A Path to Prominence: SMU's New High Performance Computing Cluster

SMU's ManeFrame

Southern Methodist University, the nationally ranked university in downtown Dallas, has taken significant steps to achieve a new level of computational capabilities on its campus of 11,000 students. With strong programs in the humanities and sciences plus seven professional schools, SMU has recognized that the best path forward to advancing its research agenda is computationally-based research, not the traditional wet labs of the past.

After several generations of smaller clusters, SMU received an award from the Department of Defense of a large cluster with 8,800 cores several years ago. SMU held a naming contest for their new powerful machine: the winning name, "ManeFrame," reflected SMU's Mustang mascot and pony heritage. Eventually, that machine's capabilities were stretched by the university's growing computational research community and a new solution was pursued.

A committee composed of Research Community's Center for Scientific Computation representatives and the Office of Information Technology came up with a proposed configuration of worker nodes, high memory nodes, and graphics process unit nodes all backed by a high speed multi-petabyte storage and 100Gbs internal network. Although the resulting system design would be costly both from an initial purchase standpoint and a continuing maintenance perspective, the University's administration and board supported the purchase, recognizing its importance to SMU's research prominence.

A key to the future success of the new High Performance (HPC) would be the infrastructure needed to house it, and SMU was fortunate at having constructed a new state-of-the-art data center as well as having upgraded its networking with fiber optics connecting all 100 buildings and installing redundant high-speed fiber connections to LEARN, SMU's Internet service provider. With those needs satisfied, SMU proceeded to release an RFP, select vendors, and order the significantly improved High Performance Computing Cluster.

The new HPC cluster will dramatically increase the computational capacity and performance that SMU provides to its researchers. It features state of the art CPUs, accelerators, high speed/low latency network, multi-petabyte parallel file system, larger memory configuration per node, and advanced interactive GPU-accelerated remote desktop experiences. Also, the cluster is much more energy efficient (making it more economical to run) and more environmentally friendly than the previous cluster.

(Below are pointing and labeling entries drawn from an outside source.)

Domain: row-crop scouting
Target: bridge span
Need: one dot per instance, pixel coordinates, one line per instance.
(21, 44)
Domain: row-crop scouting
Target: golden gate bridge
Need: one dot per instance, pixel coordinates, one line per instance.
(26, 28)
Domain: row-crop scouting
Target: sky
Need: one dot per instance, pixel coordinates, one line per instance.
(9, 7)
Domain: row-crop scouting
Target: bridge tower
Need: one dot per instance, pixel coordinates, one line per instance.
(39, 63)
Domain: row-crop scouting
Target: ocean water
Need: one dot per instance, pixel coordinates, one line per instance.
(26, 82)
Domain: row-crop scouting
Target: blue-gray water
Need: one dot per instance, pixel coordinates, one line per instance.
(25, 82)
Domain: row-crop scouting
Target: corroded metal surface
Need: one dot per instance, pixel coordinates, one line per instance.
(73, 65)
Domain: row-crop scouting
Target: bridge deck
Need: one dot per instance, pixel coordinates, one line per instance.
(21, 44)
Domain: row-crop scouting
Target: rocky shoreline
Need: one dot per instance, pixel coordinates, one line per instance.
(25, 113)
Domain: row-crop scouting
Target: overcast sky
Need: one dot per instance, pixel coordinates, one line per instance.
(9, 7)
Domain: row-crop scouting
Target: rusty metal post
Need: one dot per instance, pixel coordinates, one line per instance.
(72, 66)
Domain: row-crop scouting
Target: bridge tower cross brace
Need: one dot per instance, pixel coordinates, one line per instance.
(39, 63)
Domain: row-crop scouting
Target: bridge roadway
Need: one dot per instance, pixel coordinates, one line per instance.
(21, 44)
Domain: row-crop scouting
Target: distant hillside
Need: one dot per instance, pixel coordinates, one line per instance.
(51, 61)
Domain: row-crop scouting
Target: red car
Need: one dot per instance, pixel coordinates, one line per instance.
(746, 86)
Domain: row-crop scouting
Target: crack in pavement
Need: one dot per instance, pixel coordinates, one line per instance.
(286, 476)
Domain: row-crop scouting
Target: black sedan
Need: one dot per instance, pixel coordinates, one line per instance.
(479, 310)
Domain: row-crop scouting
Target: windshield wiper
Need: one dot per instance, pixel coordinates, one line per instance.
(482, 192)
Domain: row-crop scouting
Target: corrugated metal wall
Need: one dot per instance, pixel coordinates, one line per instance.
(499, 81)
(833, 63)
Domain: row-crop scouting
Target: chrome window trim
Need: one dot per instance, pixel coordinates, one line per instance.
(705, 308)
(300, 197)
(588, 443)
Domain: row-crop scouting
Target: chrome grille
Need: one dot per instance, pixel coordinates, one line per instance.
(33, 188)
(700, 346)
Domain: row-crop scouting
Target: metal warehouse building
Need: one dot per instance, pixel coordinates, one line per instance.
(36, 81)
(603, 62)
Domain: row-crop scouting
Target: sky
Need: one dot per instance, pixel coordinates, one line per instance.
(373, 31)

Joe Gargiulo and Allen Hughes

SMU Data Center Corridor

The new ManeFrame II cluster will provide a similar interactive experience for researchers currently using the soon-to-be-replaced cluster. The familiar operating system, resource scheduler, and the Lmod environment module system will be in the new cluster. Additionally, updated, but familiar development tool chains will be available, making the transition to the significantly-improved cluster as easy as possible for SMU's researchers.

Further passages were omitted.